I tried every thing I could think of to make my alcoholic “understand” what he was doing to himself and to our family. I tried reason and logic, I threatened, begged and pleaded, I defended and argued my case over and over again expecting the light to come on, and for him to finally understand, and do whatever he had to do to change. I said the same thing over and over again a thousand different ways. But not one thing I said made a difference, because he was in complete denial that he had a problem with alcohol. The sad thing is that he really tried to control his drinking, but he could not, and even then he could not accept that he was powerless.
You know what else is sad? I could see how obsessed he was with alcohol, but I could not see how obsessed I was over trying to control his drinking. We were the perfect storm, the yin yang of an alcoholic relationship. We were on opposite sides that absolutely encouraged our sickness. He could not look me in the face and not feel guilty, but he could not stop his destructive behavior either. I struggled trying to out-wit him and keep him out of trouble.

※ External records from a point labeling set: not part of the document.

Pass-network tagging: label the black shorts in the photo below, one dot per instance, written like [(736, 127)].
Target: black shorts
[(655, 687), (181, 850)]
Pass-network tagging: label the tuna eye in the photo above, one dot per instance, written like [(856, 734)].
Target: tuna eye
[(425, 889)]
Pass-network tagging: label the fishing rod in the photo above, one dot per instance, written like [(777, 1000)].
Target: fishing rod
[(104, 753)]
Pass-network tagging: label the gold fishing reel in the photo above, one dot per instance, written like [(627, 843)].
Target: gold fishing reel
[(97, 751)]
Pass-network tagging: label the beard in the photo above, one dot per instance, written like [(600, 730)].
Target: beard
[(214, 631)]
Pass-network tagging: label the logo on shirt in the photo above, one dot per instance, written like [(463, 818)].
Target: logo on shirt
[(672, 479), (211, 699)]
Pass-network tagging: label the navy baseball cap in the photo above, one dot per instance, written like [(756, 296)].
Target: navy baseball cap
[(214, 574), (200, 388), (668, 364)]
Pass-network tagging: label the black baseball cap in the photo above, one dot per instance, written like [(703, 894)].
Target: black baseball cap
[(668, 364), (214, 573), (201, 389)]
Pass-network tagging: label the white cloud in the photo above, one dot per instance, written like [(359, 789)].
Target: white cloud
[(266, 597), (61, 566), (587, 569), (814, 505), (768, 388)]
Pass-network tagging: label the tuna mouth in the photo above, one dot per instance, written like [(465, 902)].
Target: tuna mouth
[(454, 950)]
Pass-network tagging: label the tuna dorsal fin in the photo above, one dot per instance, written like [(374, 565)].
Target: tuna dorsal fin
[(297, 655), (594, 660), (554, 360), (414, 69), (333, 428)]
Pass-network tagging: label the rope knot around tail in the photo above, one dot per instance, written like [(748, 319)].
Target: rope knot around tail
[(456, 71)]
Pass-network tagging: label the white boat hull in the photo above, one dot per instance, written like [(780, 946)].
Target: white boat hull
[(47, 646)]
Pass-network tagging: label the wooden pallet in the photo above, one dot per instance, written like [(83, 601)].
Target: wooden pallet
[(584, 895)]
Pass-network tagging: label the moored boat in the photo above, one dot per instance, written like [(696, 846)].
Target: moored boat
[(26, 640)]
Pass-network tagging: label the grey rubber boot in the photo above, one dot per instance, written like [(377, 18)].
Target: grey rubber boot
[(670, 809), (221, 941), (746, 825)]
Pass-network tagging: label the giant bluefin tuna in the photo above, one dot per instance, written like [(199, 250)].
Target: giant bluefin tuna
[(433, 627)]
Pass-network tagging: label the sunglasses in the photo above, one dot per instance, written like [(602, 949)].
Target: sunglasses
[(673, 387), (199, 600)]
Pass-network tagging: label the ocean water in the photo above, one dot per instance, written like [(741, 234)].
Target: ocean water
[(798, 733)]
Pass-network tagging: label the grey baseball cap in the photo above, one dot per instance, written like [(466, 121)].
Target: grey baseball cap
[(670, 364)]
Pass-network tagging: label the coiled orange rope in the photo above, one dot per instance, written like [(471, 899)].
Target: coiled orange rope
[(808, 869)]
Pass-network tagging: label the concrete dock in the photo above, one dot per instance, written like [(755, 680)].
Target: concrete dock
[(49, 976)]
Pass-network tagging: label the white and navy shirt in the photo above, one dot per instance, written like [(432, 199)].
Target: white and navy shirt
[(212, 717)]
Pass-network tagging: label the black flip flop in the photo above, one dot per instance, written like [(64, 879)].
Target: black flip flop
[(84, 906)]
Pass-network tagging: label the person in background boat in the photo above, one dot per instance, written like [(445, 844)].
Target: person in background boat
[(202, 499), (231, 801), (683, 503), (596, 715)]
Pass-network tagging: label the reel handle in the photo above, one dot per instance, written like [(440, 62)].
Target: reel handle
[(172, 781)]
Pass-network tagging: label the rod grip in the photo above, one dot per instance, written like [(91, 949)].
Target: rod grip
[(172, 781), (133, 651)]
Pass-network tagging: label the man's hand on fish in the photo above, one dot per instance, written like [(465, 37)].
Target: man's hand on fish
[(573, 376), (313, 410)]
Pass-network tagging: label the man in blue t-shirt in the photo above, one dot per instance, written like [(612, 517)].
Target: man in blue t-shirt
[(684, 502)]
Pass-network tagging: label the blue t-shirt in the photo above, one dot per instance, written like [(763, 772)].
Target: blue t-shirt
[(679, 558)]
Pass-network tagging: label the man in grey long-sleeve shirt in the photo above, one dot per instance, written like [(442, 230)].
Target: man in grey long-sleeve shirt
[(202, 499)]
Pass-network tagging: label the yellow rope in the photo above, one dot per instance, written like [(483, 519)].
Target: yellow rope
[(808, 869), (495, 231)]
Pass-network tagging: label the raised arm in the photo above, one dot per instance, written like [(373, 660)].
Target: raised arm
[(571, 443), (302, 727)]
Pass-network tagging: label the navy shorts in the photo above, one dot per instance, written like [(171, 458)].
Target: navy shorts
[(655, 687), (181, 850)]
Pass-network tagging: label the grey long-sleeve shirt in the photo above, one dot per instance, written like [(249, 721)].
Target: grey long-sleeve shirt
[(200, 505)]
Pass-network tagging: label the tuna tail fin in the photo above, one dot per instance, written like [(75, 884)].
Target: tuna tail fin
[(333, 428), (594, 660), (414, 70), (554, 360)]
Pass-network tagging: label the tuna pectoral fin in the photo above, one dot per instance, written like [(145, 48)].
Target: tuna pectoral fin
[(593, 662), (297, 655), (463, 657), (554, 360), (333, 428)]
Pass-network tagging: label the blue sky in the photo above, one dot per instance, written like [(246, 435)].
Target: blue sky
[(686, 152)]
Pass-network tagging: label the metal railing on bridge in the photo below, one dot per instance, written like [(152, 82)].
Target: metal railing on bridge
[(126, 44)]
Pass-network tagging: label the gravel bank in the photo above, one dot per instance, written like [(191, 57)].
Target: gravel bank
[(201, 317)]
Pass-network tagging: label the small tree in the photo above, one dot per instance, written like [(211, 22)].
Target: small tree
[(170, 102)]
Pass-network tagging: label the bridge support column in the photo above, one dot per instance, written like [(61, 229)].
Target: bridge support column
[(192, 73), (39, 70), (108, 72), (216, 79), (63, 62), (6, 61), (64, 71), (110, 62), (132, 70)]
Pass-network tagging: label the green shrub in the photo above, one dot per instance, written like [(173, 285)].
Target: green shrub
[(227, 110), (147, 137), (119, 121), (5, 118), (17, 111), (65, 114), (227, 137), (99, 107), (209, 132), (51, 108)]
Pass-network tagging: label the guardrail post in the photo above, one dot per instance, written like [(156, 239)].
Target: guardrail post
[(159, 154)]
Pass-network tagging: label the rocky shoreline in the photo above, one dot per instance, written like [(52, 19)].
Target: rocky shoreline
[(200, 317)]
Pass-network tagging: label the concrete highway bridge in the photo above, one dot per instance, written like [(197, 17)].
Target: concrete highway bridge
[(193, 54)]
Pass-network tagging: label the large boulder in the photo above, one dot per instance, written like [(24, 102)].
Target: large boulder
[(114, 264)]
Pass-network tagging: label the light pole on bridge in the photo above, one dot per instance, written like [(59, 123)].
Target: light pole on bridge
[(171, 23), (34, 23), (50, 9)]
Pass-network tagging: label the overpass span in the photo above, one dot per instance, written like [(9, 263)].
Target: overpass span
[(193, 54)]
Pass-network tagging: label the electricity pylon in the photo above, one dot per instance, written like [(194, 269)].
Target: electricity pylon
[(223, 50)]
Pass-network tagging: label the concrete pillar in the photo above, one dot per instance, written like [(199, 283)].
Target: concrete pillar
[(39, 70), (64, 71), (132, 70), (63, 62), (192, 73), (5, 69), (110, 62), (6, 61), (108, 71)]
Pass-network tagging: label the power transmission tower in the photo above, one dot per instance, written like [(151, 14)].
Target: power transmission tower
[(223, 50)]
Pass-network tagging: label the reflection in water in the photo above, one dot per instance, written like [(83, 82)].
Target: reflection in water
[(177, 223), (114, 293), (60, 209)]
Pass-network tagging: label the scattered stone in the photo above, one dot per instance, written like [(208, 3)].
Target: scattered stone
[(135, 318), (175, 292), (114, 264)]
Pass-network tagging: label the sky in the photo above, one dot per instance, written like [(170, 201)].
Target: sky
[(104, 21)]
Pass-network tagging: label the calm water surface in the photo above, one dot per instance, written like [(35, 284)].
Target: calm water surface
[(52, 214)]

Every time in the past, before I got into recovery, that I had tried to change, or pull away, I failed, and I failed because of my motive. I was trying to control and manipulate my husband to try and force him to change. It was pretty scary standing up for my life. It was hard to wrap my mind around, and accept, that he did not have to change for me to change. What if I changed and things did not work out the way that I wanted them to? Many times it was painful to do the right thing. That is when the doubts came. Sometimes I was fearful and second guessed my decision.
My alcoholic had no reason to believe that things were different this time and he did everything in his power to keep the status quo. He wasn’t going to let me tell him what he could and could not do and his drinking got worse. As he began to see changes in me, he became even more determine to get me back in line. He tried to manipulated and guilt tripped me to try and make me believe that everything was my fault. I gave him an ultimatum and he threatened to leave. He left. The first time he left I was not strong enough, or well enough, to hold my ground, so after a few weeks, I folded and he came back home on his terms. The second time he left, he had about a years sobriety under his belt. He told me that he needed his own space and he moved to a different city. I was better and stronger, but he wasn’t and after about four months he made grand promises and “took me back.” The third time he left, he left for good.
You know what is so interesting about the third time? It was a mutual agreement. He knew, and I knew, that I had changed enough where I would no longer accept unacceptable in my life. His disease changed me, it changed him, and it changed the love we shared. It was only through recovery that I learned how to have compassion for his struggle; it was through recovery that I learned how to separate the disease from the man – which helped me to hate the disease but not the man.
It was in recovery that I learned how to love myself enough to not to allow his disease to destroy me. Which in my case meant that I had to walk away. Believe it or not, thanks to both of our recovery programs (he was in and out of the program) our breakup was rather tame. There was no war. We just knew that we could not make it work any more.
I am sharing my journey this morning, because recovery will create change in your life. Sometimes that change is not the way you envision it to be. Most couples stay together, but a few don’t. We didn’t, but the program was our saving grace. Without the program we wold have hated each other when the break came. Don’t get me wrong the break was not easy. It did not come without tears. Both of us were sad with the result, but we knew that in order for us to walk away without hating each that was what we had to do.